机の前に座って、何やらやっていると、窓の外で、突然「ガァーガァー」と啼くカラスがいる。

鳴き声から、一羽だけのカラスのようで、仲間を引き連れていない。

公園のグランドで虫を追っかけていた、そしてバス停で立看板の上に止まって「ガァーガァー」と啼き、バスを待っている人々を見降ろしていた、あの孤高のハシボソカラスのようだ。

妙な話だが、時折、首をかしげながら此方を見ているこのカラスを見ていると、何となく愛おしく感じてしまう。

ほっそりとスマートで、ゴミ集積所に集まるカラス達と違い、良い姿をしている。

これに対して、ゴミ集積所に群がるハシブトカラスには、汚らしく、憎しみを持ってしまうほどだ。

カラスのゴミ漁りについて、この被害を何とかしないと駄目だと、ゴミ散乱を防ぐ取り組みが、住民、各地自治体により行われてきた。

ゴミ袋が黒色不透明であれば、カラスは中身が見えず、突きだすことはないはずだ。

ところが、自治体では、ゴミ袋は集めて焼却しなければならない。

しかし、自治体のゴミ分別収集に関して、作業者には中身が見えるゴミ袋の使用を住民に要請する。
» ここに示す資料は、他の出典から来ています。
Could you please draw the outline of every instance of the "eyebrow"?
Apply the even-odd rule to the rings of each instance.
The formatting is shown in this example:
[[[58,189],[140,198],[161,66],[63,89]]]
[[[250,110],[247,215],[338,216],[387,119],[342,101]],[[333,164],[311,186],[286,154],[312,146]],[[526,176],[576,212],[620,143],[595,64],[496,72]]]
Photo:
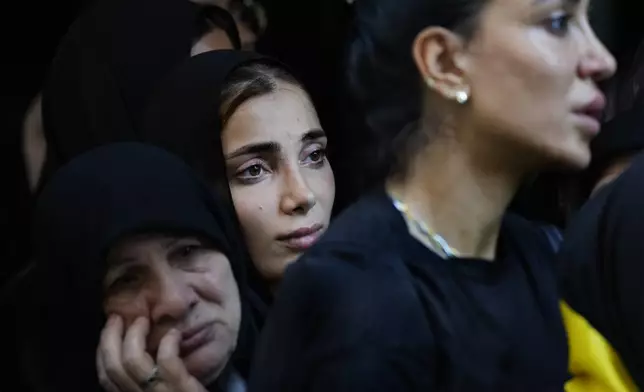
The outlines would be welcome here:
[[[311,129],[310,131],[302,135],[302,137],[300,138],[300,141],[310,142],[313,140],[321,139],[323,137],[326,137],[326,133],[324,133],[322,129]],[[262,143],[247,144],[243,147],[238,148],[232,153],[228,154],[228,156],[226,156],[226,159],[232,159],[242,155],[277,153],[280,150],[281,150],[281,147],[276,142],[262,142]]]

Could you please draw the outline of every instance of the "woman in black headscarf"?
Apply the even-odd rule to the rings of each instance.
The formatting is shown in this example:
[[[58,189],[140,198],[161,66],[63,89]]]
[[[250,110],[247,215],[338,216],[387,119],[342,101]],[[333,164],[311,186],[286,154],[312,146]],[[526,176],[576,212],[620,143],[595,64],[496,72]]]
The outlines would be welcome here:
[[[246,253],[232,206],[181,160],[135,143],[82,155],[43,190],[34,228],[43,391],[239,386]]]
[[[275,60],[200,54],[160,85],[143,139],[182,157],[234,203],[261,322],[285,268],[331,218],[327,139],[308,94]]]
[[[238,25],[248,27],[214,4],[98,1],[63,38],[44,86],[44,176],[92,147],[138,140],[156,83],[191,55],[240,48]]]

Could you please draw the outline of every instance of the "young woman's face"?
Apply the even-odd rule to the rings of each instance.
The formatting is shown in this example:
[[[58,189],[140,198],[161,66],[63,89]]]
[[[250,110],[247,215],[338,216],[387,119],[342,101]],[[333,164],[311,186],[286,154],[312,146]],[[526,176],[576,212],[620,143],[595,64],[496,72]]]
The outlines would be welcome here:
[[[235,111],[222,145],[250,255],[275,284],[329,225],[335,181],[326,135],[307,94],[279,83]]]
[[[492,0],[468,44],[470,117],[487,140],[539,165],[583,168],[615,60],[589,25],[588,0]]]
[[[241,322],[237,282],[228,258],[191,237],[146,235],[110,249],[103,281],[106,315],[130,326],[150,321],[155,355],[171,329],[182,333],[186,369],[198,379],[218,374],[235,350]]]

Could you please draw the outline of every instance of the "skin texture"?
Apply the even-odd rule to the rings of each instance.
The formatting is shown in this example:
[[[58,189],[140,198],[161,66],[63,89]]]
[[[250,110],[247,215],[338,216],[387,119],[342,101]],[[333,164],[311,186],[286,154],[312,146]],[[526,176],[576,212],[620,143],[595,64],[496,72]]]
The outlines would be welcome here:
[[[108,262],[110,318],[97,354],[103,385],[136,390],[155,362],[161,366],[160,357],[175,386],[215,379],[236,347],[241,322],[226,256],[196,238],[152,235],[120,242]]]
[[[317,238],[329,224],[335,182],[326,136],[306,93],[279,83],[276,92],[252,98],[233,113],[222,145],[250,255],[276,285],[304,250],[280,236],[317,227]]]
[[[599,122],[584,111],[602,108],[597,82],[616,65],[587,11],[587,0],[492,0],[469,41],[438,27],[418,34],[412,53],[431,81],[422,121],[432,138],[388,189],[457,254],[493,260],[521,182],[588,165]]]

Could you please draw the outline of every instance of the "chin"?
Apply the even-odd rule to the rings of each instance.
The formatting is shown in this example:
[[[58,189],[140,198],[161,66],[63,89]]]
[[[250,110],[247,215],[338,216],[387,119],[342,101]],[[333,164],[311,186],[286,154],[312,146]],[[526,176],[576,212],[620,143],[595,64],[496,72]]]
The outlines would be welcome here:
[[[188,373],[206,385],[216,380],[235,350],[234,345],[221,346],[219,342],[210,342],[183,358]]]
[[[590,165],[590,159],[590,147],[584,143],[557,149],[549,156],[549,166],[557,170],[581,171]]]

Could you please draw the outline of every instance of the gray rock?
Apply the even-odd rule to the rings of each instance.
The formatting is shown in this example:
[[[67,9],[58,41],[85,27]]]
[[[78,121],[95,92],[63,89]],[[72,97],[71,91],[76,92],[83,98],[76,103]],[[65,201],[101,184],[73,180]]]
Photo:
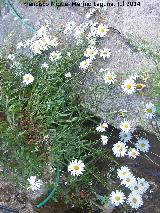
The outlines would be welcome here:
[[[104,15],[111,27],[119,30],[126,37],[132,36],[139,41],[148,40],[157,45],[160,42],[160,2],[141,0],[140,6],[108,7]],[[122,2],[122,1],[121,1]],[[135,1],[130,1],[135,2]]]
すなわち、中身が、カラスに見えず、人には見えるゴミ袋、でなければならないそんな都合のいいものがあるのだろうか。

ゴミ袋を製造している企業は、その様な物を開発しようと検討したでしょう。

先ず、人間とカラスの視覚に、違いがあるのだろうか?

視覚に違いがなければ、目的のゴミ袋は得られないであろう。

鳥類は、目が特殊な構造(櫛膜)であり、色まで見分けられる優れた目を持っていると言われる([カラス狂騒想曲]今泉忠明著、株式会社:東京堂出版)。

カラスも、鳥類だ。鳥類と言えば、特に雄は、その華やかでカラフルな装いをしている。

雌は、このような華麗な色や模様を識別して、雄の元に寄って行く。

鳥類の雄は、そのために進化し、カラフルになったとすると、ということは鳥類の目が色を識別できることを示すものであろう。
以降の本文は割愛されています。